In this talk, we consider the asymptotic behavior for nonlocal dispersion Nicholson blowflies equation. By the method of Fourier transform, we first derive the decay estimates for the fundamental solutions with time-delay. Then, we show the threshold results with optimal convergence rates for the original solution to the constant equilibrium. The lower-higher frequency analysis plays a crucial role in the proof. This talk is based on a recent joint work with Rui Huang and Zhuangzhuang Wang published in J. Differential Equations (2023).

HOLGER TEISMANN, Acadia University
Dispersion as an obstruction to the bilinear control of Schrödinger equations  [PDF]

The control of quantum systems is an area of intense theoretical and experimental study with significant potential ramifications for technology, of which quantum computing is only the most widely publicized one. The present paper is part of a project on identifying limitations to what can be accomplished by the application of classical fields, in particular whether control can be achieved in arbitrarily small time. The fundamental equation of quantum theory, the Schrödinger equation, is a dispersive PDE. The purpose of this talk is to demonstrate that dispersion can act as an obstacle to controllability that prevents a large class of quantum systems (defined by decay or integrability conditions of the potential) from being controllable in finite time. There is also a large class of systems that cannot not even be controlled in infinite time.

Elliptic estimates for operators with rough coefficients  [PDF]

In this talk, we will present a new elementary approach to establishing elliptic estimates for a class of operators with rough coefficients, in the Triebel-Lizorkin and Besov scales.
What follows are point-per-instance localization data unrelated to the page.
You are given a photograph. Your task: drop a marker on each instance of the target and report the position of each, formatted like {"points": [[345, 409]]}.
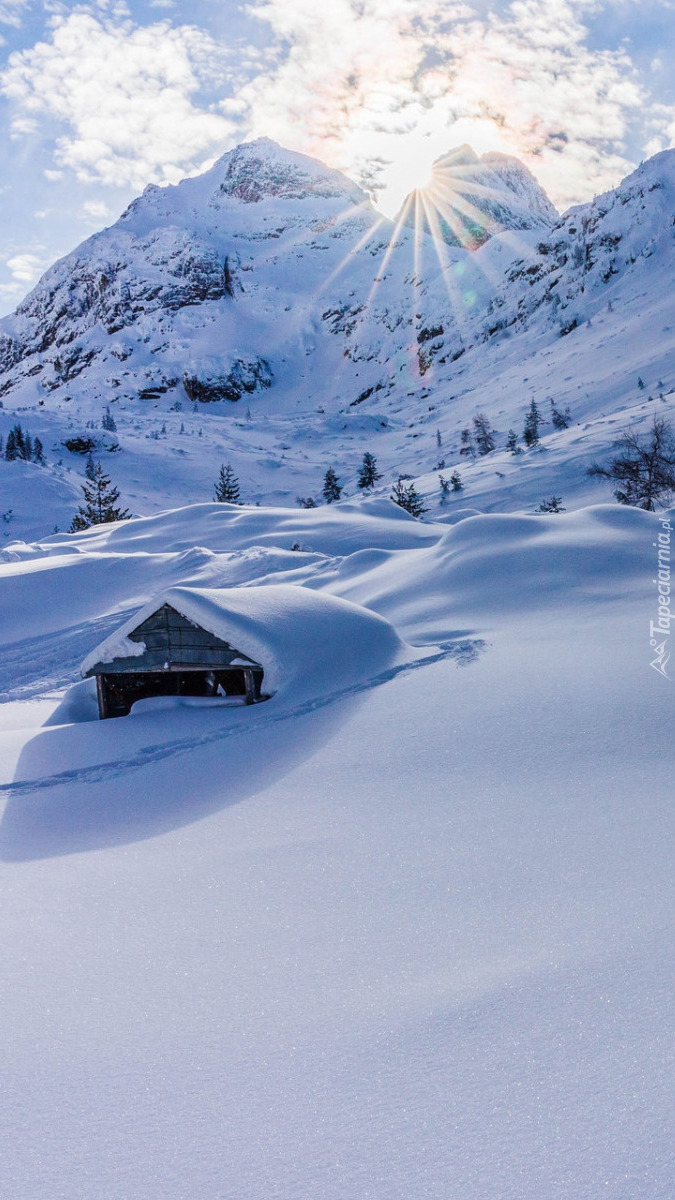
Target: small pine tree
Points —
{"points": [[108, 421], [368, 471], [19, 442], [408, 498], [467, 443], [483, 433], [554, 504], [101, 499], [512, 442], [532, 421], [560, 420], [11, 449], [644, 468], [227, 486], [332, 490]]}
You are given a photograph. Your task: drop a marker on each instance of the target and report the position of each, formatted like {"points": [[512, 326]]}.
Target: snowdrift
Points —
{"points": [[308, 642]]}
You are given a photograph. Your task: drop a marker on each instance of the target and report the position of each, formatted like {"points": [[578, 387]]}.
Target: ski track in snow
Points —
{"points": [[51, 661], [463, 652]]}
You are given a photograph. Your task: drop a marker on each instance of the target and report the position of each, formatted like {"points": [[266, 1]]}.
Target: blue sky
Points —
{"points": [[97, 100]]}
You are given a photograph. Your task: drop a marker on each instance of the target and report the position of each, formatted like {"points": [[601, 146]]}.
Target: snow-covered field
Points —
{"points": [[401, 931]]}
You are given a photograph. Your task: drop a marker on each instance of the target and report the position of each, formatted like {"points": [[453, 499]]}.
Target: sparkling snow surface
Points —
{"points": [[402, 935]]}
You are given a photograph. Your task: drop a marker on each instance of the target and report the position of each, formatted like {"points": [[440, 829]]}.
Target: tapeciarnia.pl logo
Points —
{"points": [[659, 629]]}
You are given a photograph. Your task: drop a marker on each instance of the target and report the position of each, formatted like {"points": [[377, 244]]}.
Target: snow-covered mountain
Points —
{"points": [[402, 929], [470, 199], [273, 281]]}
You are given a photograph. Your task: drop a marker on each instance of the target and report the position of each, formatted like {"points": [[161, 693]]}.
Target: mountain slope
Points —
{"points": [[273, 281], [470, 199]]}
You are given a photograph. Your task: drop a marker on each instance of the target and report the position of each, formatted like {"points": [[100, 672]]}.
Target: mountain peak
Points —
{"points": [[258, 169], [478, 197]]}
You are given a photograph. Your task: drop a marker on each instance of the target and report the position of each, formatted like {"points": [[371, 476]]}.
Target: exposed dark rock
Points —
{"points": [[208, 383]]}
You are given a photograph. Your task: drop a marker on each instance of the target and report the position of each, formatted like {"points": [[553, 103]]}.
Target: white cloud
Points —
{"points": [[10, 11], [25, 268], [125, 95], [97, 210], [404, 81]]}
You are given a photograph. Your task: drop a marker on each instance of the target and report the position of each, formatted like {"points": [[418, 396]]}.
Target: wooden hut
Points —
{"points": [[169, 654]]}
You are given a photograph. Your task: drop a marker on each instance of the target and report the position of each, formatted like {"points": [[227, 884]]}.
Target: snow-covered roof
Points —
{"points": [[293, 633]]}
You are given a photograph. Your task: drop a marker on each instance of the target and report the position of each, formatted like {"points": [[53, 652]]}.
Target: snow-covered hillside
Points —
{"points": [[470, 199], [404, 929], [267, 316]]}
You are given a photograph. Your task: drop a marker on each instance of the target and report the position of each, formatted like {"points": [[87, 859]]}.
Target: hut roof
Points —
{"points": [[292, 631]]}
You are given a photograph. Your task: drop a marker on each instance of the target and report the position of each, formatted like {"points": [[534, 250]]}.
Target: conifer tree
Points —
{"points": [[368, 471], [532, 421], [483, 433], [332, 490], [644, 467], [11, 450], [512, 442], [554, 504], [101, 497], [108, 421], [227, 486], [408, 498], [467, 443]]}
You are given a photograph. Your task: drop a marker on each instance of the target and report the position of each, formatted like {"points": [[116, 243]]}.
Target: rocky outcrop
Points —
{"points": [[213, 381]]}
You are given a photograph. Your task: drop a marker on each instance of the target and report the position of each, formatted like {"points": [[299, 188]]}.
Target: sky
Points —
{"points": [[97, 100]]}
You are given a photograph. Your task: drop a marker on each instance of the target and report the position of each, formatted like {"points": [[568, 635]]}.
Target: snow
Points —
{"points": [[404, 930], [402, 934], [329, 304], [306, 642]]}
This is is a joint work with Mike Holst (UCSD) and David Maxwell (UAF).

XINWEI YU, University of Alberta
Some new regularity criterions for the 3D incompressible Navier-Stokes equations  [PDF]

In this talk we discuss several regularity criterions for the 3D incompressible Navier-Stokes equations, including several new classes of Prodi-Serrin type criterions, as well as a new type of geometrical conditions on the super level set of the velocity magnitude that guarantees regularity. This is a summary of joint work in recent years with Prof. Chuong V. Tran of the University of St. Andrews, Scotland, and Mr. Benjamin Pineau of the University of Alberta (Now at UC Berkeley).
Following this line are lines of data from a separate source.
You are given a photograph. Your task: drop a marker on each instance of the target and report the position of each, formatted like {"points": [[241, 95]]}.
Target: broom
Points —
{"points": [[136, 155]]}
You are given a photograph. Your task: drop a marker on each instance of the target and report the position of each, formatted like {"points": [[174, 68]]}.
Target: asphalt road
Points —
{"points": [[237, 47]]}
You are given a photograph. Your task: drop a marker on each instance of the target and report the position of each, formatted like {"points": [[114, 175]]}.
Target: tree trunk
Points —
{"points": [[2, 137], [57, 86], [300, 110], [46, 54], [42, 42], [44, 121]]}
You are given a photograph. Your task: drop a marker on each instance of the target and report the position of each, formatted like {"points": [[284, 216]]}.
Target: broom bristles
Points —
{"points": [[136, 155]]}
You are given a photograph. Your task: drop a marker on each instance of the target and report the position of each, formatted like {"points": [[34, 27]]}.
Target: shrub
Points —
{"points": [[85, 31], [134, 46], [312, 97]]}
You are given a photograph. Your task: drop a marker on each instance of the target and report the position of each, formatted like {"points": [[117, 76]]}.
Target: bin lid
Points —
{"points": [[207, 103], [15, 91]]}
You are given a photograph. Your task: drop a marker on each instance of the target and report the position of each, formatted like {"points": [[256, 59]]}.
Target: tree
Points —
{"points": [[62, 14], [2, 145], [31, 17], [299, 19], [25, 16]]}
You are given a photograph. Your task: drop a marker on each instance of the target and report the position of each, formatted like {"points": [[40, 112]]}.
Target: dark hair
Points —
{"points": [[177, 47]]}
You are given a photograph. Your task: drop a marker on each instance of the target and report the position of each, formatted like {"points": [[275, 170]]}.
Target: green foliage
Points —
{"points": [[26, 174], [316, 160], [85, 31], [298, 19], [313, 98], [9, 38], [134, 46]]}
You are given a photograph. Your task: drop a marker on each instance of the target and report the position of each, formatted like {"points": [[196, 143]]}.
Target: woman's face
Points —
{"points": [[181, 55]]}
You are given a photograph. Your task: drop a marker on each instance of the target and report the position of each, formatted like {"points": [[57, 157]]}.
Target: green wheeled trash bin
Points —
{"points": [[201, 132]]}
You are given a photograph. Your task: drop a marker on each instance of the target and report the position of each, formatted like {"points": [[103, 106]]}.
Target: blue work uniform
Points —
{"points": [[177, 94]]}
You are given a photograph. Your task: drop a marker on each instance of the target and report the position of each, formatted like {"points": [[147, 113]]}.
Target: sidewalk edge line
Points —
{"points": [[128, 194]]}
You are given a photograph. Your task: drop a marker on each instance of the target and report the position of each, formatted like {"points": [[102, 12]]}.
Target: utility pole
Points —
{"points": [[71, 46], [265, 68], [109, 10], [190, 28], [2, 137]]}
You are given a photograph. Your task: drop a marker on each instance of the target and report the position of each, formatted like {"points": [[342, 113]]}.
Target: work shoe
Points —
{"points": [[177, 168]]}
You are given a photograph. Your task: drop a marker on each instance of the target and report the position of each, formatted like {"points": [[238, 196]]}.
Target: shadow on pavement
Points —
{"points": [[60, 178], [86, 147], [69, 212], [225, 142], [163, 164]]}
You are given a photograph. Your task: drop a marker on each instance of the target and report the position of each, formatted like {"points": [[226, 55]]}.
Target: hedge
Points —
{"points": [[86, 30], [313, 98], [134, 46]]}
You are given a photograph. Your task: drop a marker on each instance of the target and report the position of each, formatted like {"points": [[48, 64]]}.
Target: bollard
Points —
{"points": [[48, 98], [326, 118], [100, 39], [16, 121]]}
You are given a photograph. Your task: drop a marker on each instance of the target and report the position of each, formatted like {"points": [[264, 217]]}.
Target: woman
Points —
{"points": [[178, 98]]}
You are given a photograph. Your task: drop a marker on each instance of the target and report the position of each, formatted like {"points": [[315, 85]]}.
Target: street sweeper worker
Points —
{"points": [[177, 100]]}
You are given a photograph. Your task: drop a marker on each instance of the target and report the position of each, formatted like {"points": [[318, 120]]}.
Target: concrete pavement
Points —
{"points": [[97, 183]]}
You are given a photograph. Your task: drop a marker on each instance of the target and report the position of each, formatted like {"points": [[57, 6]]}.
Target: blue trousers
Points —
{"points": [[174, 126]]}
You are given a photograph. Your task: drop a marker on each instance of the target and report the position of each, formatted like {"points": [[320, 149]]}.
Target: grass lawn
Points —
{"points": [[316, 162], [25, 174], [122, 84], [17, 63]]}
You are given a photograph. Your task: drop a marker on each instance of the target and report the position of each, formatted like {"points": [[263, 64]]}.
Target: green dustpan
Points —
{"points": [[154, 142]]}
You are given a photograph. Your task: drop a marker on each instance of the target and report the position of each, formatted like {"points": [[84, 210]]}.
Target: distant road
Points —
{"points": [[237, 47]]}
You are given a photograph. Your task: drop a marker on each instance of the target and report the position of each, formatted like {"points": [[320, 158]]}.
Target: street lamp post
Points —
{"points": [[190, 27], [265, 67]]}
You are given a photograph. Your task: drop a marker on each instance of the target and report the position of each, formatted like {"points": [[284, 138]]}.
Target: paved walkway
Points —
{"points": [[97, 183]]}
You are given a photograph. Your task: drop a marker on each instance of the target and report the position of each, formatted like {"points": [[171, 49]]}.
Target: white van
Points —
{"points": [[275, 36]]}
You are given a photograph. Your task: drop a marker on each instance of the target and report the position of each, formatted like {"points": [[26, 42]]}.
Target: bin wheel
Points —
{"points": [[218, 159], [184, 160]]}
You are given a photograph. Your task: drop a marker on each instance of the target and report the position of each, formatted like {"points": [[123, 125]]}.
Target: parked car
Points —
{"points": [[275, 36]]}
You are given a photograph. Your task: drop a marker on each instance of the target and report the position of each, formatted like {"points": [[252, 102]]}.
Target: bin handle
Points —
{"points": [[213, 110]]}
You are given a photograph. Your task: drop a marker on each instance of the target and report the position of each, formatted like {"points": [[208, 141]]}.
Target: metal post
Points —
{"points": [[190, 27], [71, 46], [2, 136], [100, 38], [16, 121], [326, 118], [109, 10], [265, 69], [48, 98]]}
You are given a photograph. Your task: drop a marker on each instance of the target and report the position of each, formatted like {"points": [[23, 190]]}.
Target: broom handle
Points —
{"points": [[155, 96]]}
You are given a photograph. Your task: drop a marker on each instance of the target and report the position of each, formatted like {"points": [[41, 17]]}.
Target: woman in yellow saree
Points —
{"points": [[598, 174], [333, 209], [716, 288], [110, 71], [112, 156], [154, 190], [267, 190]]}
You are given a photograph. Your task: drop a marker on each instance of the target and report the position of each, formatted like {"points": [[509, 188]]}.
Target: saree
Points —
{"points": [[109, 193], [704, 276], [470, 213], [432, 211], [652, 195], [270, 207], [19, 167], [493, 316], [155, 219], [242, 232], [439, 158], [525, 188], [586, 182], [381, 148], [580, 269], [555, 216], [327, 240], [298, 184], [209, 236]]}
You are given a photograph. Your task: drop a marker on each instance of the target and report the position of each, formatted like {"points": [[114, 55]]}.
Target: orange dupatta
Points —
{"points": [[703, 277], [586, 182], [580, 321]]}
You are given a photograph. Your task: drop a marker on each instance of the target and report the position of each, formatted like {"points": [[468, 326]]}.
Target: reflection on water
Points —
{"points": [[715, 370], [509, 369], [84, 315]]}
YUANXI YUE, Memorial University of Newfoundland
Traveling wavefronts to a model of precursor and differentiated cells  [PDF]

This talk presents a comprehensive analysis of the rich and complex propagation dynamics to a model of precursor and differentiated cells, with the appearance of non-isolated equilibria on a line in the phase space. We established the existence of traveling waves in the monostable monotone case by means of continuation argument via perturbation in a weighted functional space, by applying the abstract implicit function theorem. We provided necessary and sufficient conditions of the minimal wave speed selection and proved the existence of the transition (turning point) $k^*$ for the minimal wave speed when the parameters $\lambda$ and $\gamma$ are fixed. Two explicit estimates about $k^*$ were given. We investigated the decay rate of the minimal traveling wave as $z\rightarrow \infty$ in terms of the value of $k$. We further proved the existence of non-negative wavefronts in the monostable non-monotone case and found that the minimal wave speed is always linearly selected. Finally, in the bistable monotone case, the existence and uniqueness of bistable traveling waves were proved via constructing an auxiliary parabolic non-local equation.